Corte interna all’isolato ai Bottari
The Bottari Block courtyard is in the most stratified part of the island of Ortigia, the Greek heart of Syracuse, an ancient Corinthian colony.
It was conceived as part of an organic system of works programmed by the Detailed Town Plan of Ortigia to restore a recuperate the innermost parts of several blocks in the historic town center.
The Bottari quarter is located in the North-West area of the island near the temple of Athens and the remains of the Ionic temple in Palazzo Senatorio. It preserves the original Greek road network although modified by subsequent overlays which respect the internal limits of the ancient blocks. The recomposition enacted by Latina can be summed up as the opening of a pathway of light and air in the heart of an area which has been used, for several decades, primarily as a dump.
This implied, in the first place, the “targeted” demolition of recent constructions.

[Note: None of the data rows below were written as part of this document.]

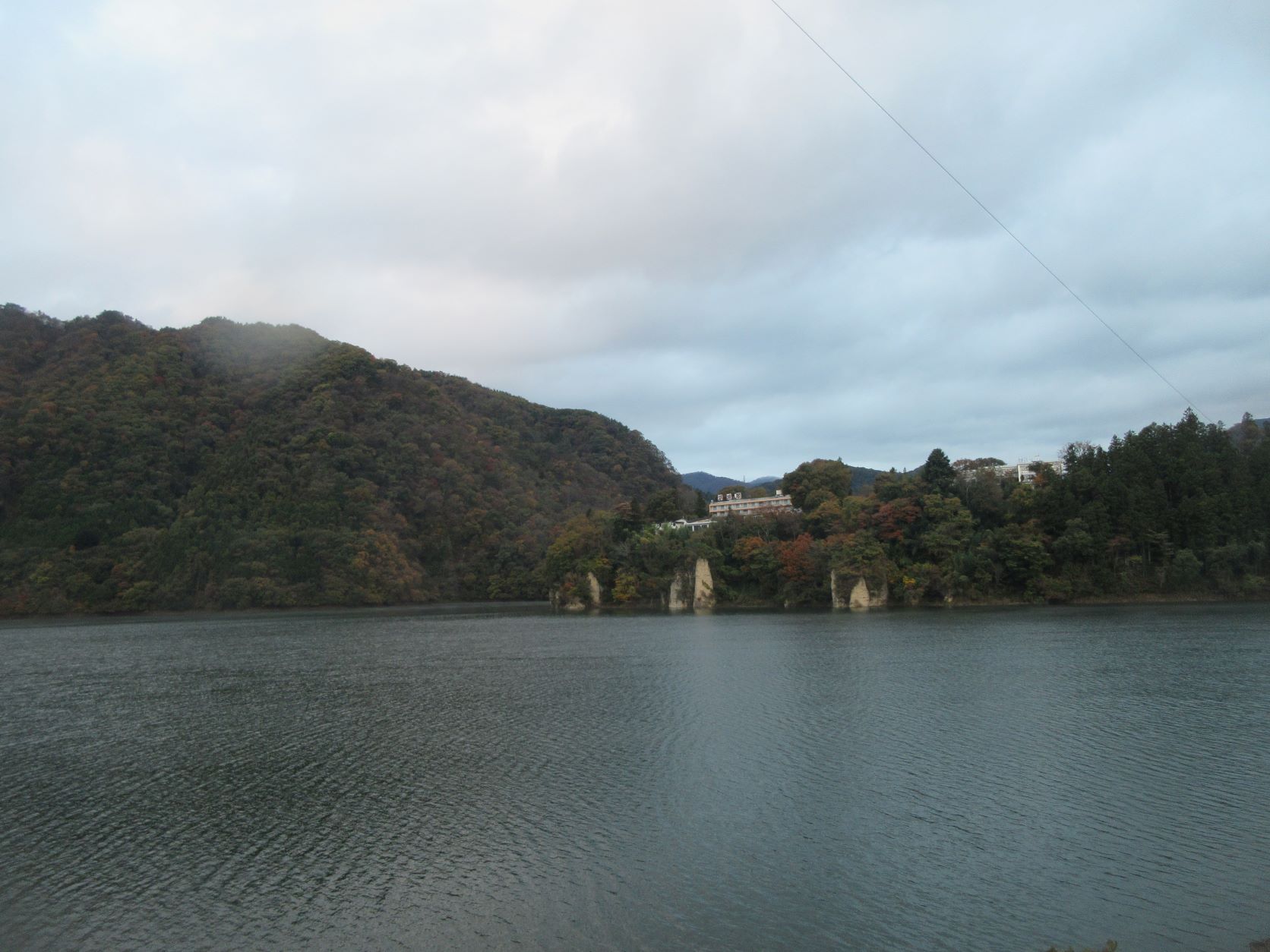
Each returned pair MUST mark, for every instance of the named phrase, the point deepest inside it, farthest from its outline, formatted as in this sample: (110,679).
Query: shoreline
(642,608)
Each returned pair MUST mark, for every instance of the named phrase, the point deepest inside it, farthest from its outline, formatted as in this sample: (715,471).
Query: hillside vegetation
(1173,510)
(245,466)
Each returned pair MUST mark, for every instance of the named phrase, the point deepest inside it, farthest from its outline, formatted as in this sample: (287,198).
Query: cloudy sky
(676,213)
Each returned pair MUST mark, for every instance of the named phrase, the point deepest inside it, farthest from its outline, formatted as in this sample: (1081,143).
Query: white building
(1026,472)
(737,504)
(693,526)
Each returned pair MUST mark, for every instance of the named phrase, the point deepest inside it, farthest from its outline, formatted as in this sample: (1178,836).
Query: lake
(475,777)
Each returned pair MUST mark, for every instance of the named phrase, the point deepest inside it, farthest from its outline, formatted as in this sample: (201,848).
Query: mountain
(861,478)
(232,465)
(710,484)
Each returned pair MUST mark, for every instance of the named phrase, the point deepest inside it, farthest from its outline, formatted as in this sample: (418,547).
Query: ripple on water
(479,780)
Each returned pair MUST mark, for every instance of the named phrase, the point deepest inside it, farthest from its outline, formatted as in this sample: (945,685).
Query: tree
(818,481)
(939,474)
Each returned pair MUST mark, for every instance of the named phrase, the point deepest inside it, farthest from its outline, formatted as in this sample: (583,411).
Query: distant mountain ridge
(712,484)
(861,478)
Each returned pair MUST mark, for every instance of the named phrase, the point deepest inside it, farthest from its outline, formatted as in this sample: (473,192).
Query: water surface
(512,778)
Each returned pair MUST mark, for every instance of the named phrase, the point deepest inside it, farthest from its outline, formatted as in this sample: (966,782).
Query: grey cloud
(678,215)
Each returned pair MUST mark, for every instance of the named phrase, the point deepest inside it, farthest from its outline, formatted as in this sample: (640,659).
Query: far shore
(544,606)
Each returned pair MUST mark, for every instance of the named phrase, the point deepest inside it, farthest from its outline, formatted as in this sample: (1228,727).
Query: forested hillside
(236,466)
(1173,510)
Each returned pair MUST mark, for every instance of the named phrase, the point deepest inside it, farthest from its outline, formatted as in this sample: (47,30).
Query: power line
(988,211)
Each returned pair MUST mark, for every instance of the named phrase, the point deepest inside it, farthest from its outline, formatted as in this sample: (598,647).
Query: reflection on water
(476,778)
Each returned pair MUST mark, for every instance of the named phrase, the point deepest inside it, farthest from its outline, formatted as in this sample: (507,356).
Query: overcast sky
(676,213)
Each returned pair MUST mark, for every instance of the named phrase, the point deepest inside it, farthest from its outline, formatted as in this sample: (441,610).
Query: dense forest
(1169,512)
(247,466)
(232,466)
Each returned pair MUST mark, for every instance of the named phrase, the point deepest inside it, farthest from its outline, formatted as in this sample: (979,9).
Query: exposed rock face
(861,596)
(678,601)
(700,583)
(865,597)
(703,591)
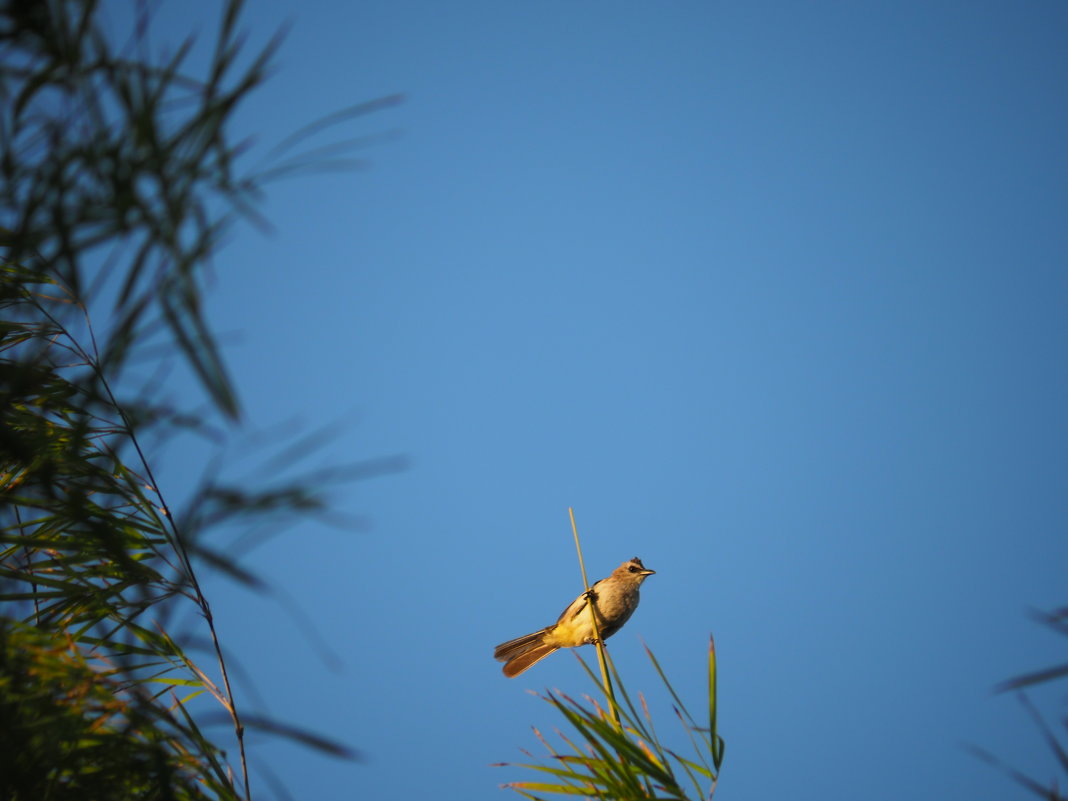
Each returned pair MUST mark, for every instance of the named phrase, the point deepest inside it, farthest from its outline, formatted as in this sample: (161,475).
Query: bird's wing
(577,606)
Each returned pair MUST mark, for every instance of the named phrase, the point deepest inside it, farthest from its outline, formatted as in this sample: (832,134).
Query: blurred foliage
(118,178)
(1057,742)
(615,752)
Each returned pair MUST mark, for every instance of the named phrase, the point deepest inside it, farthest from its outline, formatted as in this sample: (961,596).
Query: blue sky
(772,294)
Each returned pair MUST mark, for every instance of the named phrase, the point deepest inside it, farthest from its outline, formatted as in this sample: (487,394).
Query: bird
(615,597)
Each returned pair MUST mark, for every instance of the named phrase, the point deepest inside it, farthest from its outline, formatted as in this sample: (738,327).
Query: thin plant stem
(598,641)
(93,360)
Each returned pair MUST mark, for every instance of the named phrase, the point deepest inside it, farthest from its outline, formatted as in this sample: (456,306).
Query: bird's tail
(521,653)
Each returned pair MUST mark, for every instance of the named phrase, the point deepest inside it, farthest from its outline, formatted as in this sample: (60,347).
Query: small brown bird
(616,598)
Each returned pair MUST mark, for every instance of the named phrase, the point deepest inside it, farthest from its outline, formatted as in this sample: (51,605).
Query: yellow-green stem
(599,642)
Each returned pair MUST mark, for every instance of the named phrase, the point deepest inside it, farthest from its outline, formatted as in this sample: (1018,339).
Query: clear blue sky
(774,294)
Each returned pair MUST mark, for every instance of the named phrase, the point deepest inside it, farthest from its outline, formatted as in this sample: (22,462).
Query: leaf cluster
(1057,741)
(118,178)
(614,751)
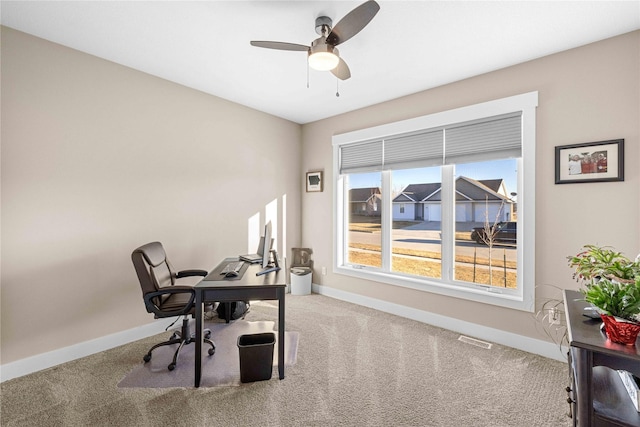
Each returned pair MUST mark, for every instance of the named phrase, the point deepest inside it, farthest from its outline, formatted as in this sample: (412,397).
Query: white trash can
(300,281)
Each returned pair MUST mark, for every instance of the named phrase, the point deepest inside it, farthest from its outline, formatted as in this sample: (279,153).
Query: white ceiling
(409,46)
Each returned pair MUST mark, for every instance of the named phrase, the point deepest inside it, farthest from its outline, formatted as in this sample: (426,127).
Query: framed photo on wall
(590,162)
(314,181)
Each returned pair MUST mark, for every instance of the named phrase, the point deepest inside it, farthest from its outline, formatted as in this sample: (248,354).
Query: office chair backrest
(152,267)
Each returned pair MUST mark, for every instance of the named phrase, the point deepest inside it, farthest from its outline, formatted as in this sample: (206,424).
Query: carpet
(221,369)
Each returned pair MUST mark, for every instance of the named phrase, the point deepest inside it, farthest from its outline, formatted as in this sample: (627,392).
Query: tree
(490,233)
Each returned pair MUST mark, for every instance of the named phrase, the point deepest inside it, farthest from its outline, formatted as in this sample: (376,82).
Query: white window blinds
(488,138)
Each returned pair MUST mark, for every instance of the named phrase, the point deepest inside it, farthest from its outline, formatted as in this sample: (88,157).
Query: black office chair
(164,298)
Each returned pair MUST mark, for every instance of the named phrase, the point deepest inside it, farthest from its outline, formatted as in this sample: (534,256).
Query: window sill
(481,294)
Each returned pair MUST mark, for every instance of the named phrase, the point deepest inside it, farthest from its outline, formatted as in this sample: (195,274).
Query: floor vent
(475,342)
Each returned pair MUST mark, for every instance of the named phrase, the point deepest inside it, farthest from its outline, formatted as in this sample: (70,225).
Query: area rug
(221,369)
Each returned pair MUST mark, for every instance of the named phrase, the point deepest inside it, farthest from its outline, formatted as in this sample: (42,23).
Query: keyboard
(232,266)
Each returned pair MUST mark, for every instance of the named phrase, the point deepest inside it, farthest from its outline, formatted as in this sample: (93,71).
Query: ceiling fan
(323,54)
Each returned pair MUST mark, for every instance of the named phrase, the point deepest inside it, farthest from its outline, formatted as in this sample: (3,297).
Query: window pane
(364,234)
(416,211)
(486,247)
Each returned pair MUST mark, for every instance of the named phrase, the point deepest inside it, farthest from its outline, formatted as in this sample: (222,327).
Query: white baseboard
(56,357)
(530,345)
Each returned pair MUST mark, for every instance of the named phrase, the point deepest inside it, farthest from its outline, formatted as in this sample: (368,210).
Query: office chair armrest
(189,273)
(153,308)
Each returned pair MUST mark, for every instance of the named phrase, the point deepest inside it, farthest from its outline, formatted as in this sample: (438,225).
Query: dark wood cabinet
(597,395)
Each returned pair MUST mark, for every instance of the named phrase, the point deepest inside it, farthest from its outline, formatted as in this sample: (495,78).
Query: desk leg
(281,293)
(583,360)
(199,321)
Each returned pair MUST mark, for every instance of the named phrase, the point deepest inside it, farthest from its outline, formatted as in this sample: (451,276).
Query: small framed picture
(314,181)
(590,162)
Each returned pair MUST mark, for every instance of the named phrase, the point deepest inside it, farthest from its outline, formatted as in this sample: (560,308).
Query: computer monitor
(266,247)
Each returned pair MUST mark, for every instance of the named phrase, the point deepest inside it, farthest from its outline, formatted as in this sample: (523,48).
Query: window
(455,191)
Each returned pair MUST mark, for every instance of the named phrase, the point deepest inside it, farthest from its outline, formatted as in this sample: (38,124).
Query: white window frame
(523,298)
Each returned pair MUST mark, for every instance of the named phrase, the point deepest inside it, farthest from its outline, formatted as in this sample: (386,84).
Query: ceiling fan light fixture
(323,56)
(323,61)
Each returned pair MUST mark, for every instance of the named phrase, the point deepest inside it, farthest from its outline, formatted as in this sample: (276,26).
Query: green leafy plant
(596,262)
(614,298)
(611,280)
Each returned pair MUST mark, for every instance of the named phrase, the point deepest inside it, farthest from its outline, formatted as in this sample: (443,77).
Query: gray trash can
(256,356)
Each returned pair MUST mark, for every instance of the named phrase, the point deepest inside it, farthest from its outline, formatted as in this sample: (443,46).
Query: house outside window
(455,175)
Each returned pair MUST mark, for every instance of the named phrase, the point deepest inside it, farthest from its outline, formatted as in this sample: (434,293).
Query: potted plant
(612,285)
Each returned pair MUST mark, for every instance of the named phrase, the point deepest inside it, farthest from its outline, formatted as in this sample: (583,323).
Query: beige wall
(98,159)
(587,94)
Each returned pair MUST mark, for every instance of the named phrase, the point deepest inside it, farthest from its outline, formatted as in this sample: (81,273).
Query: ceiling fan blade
(353,22)
(342,70)
(280,46)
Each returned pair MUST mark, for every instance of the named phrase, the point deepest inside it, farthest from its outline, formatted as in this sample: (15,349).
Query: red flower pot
(620,332)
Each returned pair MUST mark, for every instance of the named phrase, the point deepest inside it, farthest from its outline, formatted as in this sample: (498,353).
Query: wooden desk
(599,395)
(270,286)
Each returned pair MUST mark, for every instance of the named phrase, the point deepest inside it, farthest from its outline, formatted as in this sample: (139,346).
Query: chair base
(181,337)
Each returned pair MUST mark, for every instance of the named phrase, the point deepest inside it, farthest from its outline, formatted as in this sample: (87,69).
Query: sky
(505,169)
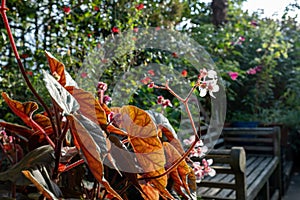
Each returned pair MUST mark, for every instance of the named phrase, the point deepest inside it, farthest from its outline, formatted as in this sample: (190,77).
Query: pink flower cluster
(203,170)
(199,149)
(164,102)
(233,75)
(101,88)
(254,70)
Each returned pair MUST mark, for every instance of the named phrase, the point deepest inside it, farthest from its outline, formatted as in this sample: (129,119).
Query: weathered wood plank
(250,175)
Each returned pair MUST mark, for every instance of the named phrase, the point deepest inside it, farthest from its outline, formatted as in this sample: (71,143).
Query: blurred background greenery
(257,57)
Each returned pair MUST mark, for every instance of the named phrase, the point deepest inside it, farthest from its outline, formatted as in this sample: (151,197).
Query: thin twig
(3,10)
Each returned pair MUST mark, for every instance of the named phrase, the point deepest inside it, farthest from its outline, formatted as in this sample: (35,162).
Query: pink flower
(115,30)
(84,75)
(251,71)
(174,54)
(24,55)
(167,103)
(106,99)
(258,68)
(67,10)
(135,29)
(151,72)
(29,73)
(146,80)
(104,60)
(254,23)
(184,73)
(233,75)
(160,99)
(140,6)
(242,39)
(151,85)
(102,86)
(110,116)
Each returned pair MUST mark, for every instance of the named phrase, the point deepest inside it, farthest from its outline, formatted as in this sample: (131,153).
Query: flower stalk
(3,10)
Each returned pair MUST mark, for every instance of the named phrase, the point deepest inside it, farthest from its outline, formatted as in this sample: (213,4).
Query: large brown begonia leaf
(37,183)
(180,173)
(22,110)
(60,95)
(91,152)
(41,156)
(92,109)
(142,135)
(22,131)
(57,68)
(167,130)
(58,71)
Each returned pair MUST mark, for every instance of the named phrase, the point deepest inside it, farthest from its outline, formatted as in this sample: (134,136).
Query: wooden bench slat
(253,190)
(243,177)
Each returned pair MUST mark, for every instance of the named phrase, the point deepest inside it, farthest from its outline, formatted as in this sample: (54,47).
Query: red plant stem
(184,156)
(40,129)
(5,154)
(75,164)
(3,10)
(175,164)
(59,145)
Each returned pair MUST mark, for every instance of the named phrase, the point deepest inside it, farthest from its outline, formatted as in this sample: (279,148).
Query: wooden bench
(248,166)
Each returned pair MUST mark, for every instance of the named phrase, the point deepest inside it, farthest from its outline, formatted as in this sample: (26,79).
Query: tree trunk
(219,8)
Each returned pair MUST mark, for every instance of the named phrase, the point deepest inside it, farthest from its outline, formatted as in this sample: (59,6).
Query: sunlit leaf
(89,106)
(106,109)
(172,138)
(42,120)
(60,95)
(180,173)
(146,144)
(57,68)
(22,131)
(91,152)
(152,193)
(41,156)
(126,161)
(92,109)
(22,110)
(167,130)
(46,193)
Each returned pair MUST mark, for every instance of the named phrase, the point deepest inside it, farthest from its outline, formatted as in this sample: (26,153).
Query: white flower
(210,86)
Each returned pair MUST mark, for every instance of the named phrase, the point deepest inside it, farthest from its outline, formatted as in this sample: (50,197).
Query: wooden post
(277,152)
(238,165)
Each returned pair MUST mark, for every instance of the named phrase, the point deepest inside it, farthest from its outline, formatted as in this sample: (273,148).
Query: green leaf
(60,95)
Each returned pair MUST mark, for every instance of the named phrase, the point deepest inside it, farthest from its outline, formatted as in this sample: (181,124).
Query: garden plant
(116,152)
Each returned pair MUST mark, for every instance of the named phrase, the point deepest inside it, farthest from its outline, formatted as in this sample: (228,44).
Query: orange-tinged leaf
(172,138)
(152,193)
(22,110)
(167,130)
(182,170)
(89,106)
(57,68)
(22,131)
(42,120)
(106,108)
(91,152)
(42,189)
(112,129)
(115,109)
(142,135)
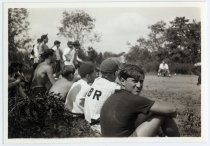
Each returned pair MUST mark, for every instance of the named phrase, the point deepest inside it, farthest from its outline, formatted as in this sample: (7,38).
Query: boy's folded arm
(163,109)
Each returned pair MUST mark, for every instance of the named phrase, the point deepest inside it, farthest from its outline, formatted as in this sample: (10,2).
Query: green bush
(43,116)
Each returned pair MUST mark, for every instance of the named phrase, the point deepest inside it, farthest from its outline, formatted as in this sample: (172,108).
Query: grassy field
(182,91)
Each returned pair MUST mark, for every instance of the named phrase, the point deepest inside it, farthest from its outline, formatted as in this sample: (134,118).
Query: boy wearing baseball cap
(76,95)
(100,90)
(126,113)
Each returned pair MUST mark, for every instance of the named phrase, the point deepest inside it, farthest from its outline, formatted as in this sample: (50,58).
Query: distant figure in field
(57,66)
(43,46)
(69,54)
(16,81)
(125,113)
(163,69)
(63,85)
(197,71)
(76,96)
(35,53)
(43,74)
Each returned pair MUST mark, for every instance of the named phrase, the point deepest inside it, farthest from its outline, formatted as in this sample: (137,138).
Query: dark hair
(43,37)
(130,70)
(85,69)
(47,53)
(69,69)
(39,40)
(76,43)
(56,42)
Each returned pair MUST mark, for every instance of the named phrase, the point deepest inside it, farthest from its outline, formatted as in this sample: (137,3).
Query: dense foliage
(18,38)
(78,25)
(43,116)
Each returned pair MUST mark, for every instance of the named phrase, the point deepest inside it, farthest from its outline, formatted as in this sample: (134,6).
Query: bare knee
(149,127)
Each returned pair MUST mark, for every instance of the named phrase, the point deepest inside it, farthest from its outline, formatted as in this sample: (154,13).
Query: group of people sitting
(108,97)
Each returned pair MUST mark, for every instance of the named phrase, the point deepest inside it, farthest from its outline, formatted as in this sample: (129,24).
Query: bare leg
(170,128)
(148,128)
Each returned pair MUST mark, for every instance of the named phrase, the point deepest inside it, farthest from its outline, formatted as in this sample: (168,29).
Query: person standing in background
(43,45)
(69,54)
(57,67)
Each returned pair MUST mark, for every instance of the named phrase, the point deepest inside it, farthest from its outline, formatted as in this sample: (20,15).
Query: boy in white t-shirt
(100,90)
(76,95)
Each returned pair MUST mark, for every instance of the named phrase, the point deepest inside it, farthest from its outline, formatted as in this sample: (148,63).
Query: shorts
(97,129)
(38,91)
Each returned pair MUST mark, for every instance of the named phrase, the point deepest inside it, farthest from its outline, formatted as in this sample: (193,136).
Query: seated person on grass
(76,95)
(126,113)
(63,85)
(100,90)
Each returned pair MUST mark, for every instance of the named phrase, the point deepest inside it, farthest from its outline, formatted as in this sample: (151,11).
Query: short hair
(70,43)
(56,42)
(68,69)
(76,43)
(44,36)
(130,71)
(85,69)
(47,53)
(39,40)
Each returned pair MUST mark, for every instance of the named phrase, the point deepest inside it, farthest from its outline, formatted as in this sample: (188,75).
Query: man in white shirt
(100,90)
(76,95)
(163,68)
(56,48)
(69,54)
(36,53)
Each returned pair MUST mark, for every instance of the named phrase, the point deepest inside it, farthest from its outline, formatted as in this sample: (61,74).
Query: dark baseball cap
(109,65)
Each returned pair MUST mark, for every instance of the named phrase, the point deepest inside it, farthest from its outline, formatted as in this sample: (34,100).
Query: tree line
(179,42)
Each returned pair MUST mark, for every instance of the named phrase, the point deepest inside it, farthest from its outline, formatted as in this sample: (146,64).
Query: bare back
(61,87)
(43,74)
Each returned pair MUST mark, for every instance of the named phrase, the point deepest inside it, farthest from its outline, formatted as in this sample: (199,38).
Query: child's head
(132,78)
(87,71)
(108,69)
(68,72)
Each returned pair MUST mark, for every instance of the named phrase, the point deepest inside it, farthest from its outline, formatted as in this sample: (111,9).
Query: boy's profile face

The project is conceived as an “open” intervention or, better yet, as “sensitive”: architectural fragments hidden below the refuse and recuperated through repossession.
This use of ruins has led to the area to be conceived as a quarry where rediscovered blocks become construction material for the new structure.
The narrow road that passes through the courtyard emphasizes the East-West orientation that characterized the Hippodamean road structure of Syracuse, brought to light during several archaeological campaigns. The road is recognized and claimed to be an act of “refoundation”, as a direct descendent of the narrow roads – the stenopoi – that scanned the ancient system connecting Ronco dei Cassari with via Cavour. In this way the heart of the block is reopened in the direction of its edges.
The stenopos, made with various size slabs of 7 cm thick hard Modica limestone laid in “opus incertum”, intercepts the existing structures and becomes the measure of existing stratifications. It become, by recomposing its fragmentary aspects, a metaphor of the block’s thousands of years of history of. The new ten Greek feet wide (296 millimeters each according to the Doric metric system) path gives order to the irregular structure of the spaces and highlights the different architectural presences.
The pavement of the courtyard, composed of a main area made of 5 cm thick bus hammered Lava Basalt of Monte Lauro, is characterized by the presence of low ramps that connect up the slight level differences of the court. The “seeded” cobbled paving, in the spaces that fill the irregular edge to the buildings that look out on the court, gives structure to a small garden of the stone.
The dammuso (vaulted room) is one of the hidden architectural works come to the surface and dating back to the 15th century. It becomes the hub for crossing the block, making the connection between the new Ronco dei Cassari and the courtyard.
The buttresses and the building facades mark the edge of the area. They maintain the diversified volumes of the building and the formal variety of the surroundings.
The buttresses, worked as a mosaic with blocks of various sizes of golden yellow Sandstone with minimum 15 cm thicknesses and embledded in cyclopean concrete, have a rigorously functional role to consolidate and restore the existing masonry. They also become a memory of the cyclic human and geological events that have characterized the long history of Syracuse. The base of the buttress is made with an edge band of blocks coming from on-site recuperation.
The second phase of work, has concluded in 2004, has connected the Ronco dei Cassari with the Bottari courtyard and completed redefinition of the Bottari Courtyard in this complex urban trasformation of the block.